As an avid lover of brands who utilize social media, and especially of those who do it well, I’m always excited during major sporting events to see how marketers, via traditional media like tv and radio, will innovate and incorporate the many facets of it.
So naturally, the Super Bowl was just another excuse to gush over these things, as the 50 or 60 million dollar commercials spots have caught onto the fact that social media is a valuable tool for marketing campaigns. And this year’s game didn’t disappoint, strictly because I can’t recall one spot that didn’t have a hashtag visible so viewers could discuss the ad online, or a Twitter handle or Facebook page mentioned.
Considering that a year or two ago, so many brands would be unwilling to mention any social media at all, that is astounding. And really, really exciting for nerds like me. But the winner of all the on air spots, as well as the general digital media integration on Sunday was Oreo– by a long shot, too.
Not only did Oreo deliver an entertaining commercial, where library patrons literally fight over the cream and cookie parts of an oreo, all while staying quiet in the library, but Oreo decided to take its campaign a step further than that; a plug-in to its Instagram account was highlighted at the end of its commercial, where it invited Instagram users to tag @Oreo in their photos, and the brand would then select photos to recreate out of the cream and cookie parts of its product.
No, I’m not kidding. Somewhere, Oreo employees put together a team of sculpting artists or graphic designers, or anyone willing to recreate Instagram photos out of Oreos. I’m not sure how they did it, but it was amazing. I don’t remember the exact number, either, but Oreo’s Instagram account gained over 20,000+ followers during the course of the game too. And they were the only brand to bring use Instagram in their Super Bowl marketing campaign. Bonus points all around.
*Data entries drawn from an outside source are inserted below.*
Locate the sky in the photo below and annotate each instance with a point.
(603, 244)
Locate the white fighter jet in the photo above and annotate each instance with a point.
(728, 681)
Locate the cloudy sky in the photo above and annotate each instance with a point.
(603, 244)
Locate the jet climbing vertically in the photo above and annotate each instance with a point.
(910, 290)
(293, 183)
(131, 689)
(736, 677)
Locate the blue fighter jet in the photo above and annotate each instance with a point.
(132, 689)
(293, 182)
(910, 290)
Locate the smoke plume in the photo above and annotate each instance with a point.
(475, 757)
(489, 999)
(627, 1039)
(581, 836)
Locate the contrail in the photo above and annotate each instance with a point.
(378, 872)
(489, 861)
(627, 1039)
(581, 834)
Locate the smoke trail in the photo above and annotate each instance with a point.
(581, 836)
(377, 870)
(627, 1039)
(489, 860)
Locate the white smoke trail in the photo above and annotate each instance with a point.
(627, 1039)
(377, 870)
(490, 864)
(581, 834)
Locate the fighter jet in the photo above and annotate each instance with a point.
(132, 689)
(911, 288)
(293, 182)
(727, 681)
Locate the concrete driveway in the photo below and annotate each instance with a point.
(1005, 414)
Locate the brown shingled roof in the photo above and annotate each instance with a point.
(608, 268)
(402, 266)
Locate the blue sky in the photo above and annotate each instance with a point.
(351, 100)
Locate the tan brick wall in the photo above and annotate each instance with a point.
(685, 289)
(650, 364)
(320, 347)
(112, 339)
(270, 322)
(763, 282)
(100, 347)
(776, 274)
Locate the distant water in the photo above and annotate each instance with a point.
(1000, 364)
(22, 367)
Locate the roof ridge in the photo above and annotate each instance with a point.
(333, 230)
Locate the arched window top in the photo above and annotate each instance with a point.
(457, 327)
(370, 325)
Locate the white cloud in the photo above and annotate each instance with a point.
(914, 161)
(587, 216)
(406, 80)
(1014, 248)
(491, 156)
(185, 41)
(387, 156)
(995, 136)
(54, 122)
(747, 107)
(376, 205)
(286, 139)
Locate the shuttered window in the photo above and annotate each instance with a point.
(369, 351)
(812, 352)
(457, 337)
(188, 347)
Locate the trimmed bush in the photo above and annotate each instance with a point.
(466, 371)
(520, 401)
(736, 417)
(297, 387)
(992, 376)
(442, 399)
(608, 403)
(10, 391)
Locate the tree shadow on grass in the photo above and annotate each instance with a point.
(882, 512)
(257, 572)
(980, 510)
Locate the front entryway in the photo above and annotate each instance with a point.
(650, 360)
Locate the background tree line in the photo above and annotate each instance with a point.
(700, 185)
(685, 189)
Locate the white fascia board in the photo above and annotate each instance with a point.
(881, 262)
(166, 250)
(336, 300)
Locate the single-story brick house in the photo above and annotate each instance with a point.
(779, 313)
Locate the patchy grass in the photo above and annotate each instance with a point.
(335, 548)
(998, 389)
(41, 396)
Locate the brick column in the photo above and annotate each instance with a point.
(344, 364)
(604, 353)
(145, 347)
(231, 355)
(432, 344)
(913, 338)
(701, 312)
But that’s not all– during the game’s 30 mintue blackout, when nobody knew what to do except tweet funny things about how Beyonce blew out the lights and make references to The Dark Knight Rises, Oreo used this downtime to highlight its product again. The brand tweeted a photo of a single oreo against a dark background, where the caption read, “You can still dunk in the dark.”
What an amazing example of a brand that is thinking on its feet, ready to provide content at a moment’s notice, and is wiling to adapt its strategies in real-time, to whatever relevant is happening, and whatever relevant things consumers are talking about. That’s 2013 marketing at its finest.